10 Avril 2007
On attendait un favori, mais c'est un joueur bien moins connu qui a remporté l'édition 2007 des Masters de golf. Zach Johnson, 31 ans, a créé la surprise, en s'imposant avec deux coups d'avance, et surtout, le score le plus élevé - 289, soit 1 coup au-dessus du par - depuis la victoire de Sam Snead en 1954, ou celle de Jack Burke Jr. en 1956. Classé 56e joueur mondial avant cet exploit, Zach Johnson a d'ailleurs fait un bond de 41 places, se retrouvant désormais en 15e position. C'est d'ailleurs la première fois qu'un joueur qui ne faisait pas partie des 50 premiers mondiaux remporte les Masters de golf.

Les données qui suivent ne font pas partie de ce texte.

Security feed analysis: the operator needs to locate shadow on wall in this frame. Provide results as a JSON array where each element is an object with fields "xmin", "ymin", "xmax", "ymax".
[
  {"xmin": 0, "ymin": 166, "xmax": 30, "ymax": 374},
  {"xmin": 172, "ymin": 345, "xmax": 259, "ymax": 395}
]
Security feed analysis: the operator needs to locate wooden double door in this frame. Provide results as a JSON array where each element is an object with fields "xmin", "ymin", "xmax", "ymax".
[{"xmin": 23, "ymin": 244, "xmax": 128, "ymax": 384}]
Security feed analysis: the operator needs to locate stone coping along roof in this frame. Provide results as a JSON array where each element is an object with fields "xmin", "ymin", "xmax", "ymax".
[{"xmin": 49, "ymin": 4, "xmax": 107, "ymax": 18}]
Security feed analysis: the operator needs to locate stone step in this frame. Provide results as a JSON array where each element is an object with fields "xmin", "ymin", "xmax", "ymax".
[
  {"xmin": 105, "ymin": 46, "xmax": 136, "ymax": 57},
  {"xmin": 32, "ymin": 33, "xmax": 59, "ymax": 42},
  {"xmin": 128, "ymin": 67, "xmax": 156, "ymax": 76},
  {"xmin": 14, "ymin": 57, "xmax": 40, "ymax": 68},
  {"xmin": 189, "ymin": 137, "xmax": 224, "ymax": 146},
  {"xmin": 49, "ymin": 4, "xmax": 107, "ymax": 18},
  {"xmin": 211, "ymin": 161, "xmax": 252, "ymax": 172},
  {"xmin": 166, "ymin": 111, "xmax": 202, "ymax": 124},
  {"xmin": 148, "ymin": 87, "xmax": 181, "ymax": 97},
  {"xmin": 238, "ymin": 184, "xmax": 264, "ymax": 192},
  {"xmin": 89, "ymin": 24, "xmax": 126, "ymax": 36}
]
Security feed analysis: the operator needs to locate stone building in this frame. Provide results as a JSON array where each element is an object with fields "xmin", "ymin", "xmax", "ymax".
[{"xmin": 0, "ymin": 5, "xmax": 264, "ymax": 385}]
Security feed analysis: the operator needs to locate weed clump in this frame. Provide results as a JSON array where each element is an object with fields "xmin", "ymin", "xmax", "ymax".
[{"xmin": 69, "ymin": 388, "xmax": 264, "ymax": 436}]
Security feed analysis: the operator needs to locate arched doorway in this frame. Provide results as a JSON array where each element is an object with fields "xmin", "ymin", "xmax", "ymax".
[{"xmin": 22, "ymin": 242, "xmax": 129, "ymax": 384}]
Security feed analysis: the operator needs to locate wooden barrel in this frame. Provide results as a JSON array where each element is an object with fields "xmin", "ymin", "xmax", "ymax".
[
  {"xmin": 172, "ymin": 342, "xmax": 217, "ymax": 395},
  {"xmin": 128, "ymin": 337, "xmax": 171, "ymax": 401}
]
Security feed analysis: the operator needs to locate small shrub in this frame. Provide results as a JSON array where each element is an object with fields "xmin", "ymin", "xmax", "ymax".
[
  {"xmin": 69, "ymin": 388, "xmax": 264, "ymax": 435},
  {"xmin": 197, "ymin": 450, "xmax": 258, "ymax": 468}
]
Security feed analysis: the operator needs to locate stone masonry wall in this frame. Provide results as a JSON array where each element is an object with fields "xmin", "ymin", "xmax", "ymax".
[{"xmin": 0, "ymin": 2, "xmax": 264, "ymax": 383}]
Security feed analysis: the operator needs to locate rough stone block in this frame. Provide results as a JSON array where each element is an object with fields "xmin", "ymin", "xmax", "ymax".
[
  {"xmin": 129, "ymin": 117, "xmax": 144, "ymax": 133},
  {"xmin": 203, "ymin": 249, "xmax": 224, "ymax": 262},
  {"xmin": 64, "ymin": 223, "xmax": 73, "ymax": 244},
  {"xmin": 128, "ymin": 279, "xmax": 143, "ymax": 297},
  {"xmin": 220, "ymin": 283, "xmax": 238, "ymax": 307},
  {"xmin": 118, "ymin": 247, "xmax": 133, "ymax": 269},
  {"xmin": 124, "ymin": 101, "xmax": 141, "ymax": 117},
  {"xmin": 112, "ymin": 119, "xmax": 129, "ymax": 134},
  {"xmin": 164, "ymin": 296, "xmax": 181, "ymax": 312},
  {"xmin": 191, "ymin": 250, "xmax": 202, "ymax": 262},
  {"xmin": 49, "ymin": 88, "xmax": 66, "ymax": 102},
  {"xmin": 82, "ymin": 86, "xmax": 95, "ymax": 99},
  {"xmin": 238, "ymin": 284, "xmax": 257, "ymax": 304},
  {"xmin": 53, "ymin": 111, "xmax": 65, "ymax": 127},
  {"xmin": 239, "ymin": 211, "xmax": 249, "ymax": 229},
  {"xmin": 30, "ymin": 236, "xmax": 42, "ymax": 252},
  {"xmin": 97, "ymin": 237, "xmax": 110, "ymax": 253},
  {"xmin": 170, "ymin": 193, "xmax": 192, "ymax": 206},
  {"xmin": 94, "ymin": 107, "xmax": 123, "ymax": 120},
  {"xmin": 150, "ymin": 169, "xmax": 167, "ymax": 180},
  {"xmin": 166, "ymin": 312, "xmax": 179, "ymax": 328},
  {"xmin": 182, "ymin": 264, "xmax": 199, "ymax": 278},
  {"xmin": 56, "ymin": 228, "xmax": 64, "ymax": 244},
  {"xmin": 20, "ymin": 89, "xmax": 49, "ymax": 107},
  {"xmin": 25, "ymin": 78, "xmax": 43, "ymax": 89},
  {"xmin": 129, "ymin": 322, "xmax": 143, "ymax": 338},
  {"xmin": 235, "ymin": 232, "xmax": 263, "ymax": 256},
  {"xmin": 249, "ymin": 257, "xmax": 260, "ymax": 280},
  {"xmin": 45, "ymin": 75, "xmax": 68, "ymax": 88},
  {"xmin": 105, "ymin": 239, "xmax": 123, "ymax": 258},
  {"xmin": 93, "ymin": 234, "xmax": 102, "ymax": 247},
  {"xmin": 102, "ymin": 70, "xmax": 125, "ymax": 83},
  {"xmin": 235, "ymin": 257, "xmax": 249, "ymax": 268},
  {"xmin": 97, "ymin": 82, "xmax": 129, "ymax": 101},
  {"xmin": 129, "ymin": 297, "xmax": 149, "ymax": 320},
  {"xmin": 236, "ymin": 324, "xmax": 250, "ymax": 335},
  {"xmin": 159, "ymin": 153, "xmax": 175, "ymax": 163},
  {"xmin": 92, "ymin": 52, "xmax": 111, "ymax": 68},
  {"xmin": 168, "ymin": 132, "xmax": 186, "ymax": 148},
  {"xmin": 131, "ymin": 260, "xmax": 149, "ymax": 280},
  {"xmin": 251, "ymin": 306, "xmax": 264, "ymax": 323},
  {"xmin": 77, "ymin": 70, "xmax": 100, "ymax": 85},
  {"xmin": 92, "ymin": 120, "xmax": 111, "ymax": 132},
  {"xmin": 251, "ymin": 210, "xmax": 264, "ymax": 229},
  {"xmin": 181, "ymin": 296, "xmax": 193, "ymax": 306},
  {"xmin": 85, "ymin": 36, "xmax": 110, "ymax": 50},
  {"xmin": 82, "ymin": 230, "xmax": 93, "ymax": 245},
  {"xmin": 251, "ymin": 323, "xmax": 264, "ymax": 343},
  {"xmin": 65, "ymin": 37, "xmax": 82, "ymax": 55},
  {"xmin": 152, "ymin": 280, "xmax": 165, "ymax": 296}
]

La précédente victoire de Zach Johnson remonte à 2004, avec une victoire au Bell South Classic. Johnson s'était certes qualifié pour l'édition 2006 de la Ryder Cup, mais n'avait pas remporté une seule de ses parties. Et pour ses précédentes participations aux Masters, Johnson n'avait pas franchi le cut en 2005, et avait fini en 32e position en 2006. C'est donc bien un joueur assez moyen qui l'a emporté. Comment cela a-t-il pu se produire?
Car derrière, les candidats à la victoire ne manquaient pas. A commencer par Tiger Woods, q était en embuscade encore la veille. Ou Retief Goosen, à la recherche d'un nouvel exploit. Ou encore de Stuart Appleby, en tête à l'issue du troisième tour. Mais tous ont échoué.
A commencer par Woods. La légende voulait que Tiger Woods soit imbattable une fois qu'il a pris le lead. Une légende, certes, déja contredite au Championnat PGA en 2000. Cette fois, un birdie au second trou lui permettait de prendre la tête. Mais après? "J'ai foutu en cette compétition avec deux finish lamentables, sur deux bogeys au 17e et au 18e. C'est quatre coups de trop. On ne peut pas se permettre un tel fiasco pour remporter un tournoi majeur", a-t-il déclaré, plein de lucidité. Il est vrai que dix ans après sa première victoire, c'est la première fois qu'il finit au-dessus du par lors des Masters.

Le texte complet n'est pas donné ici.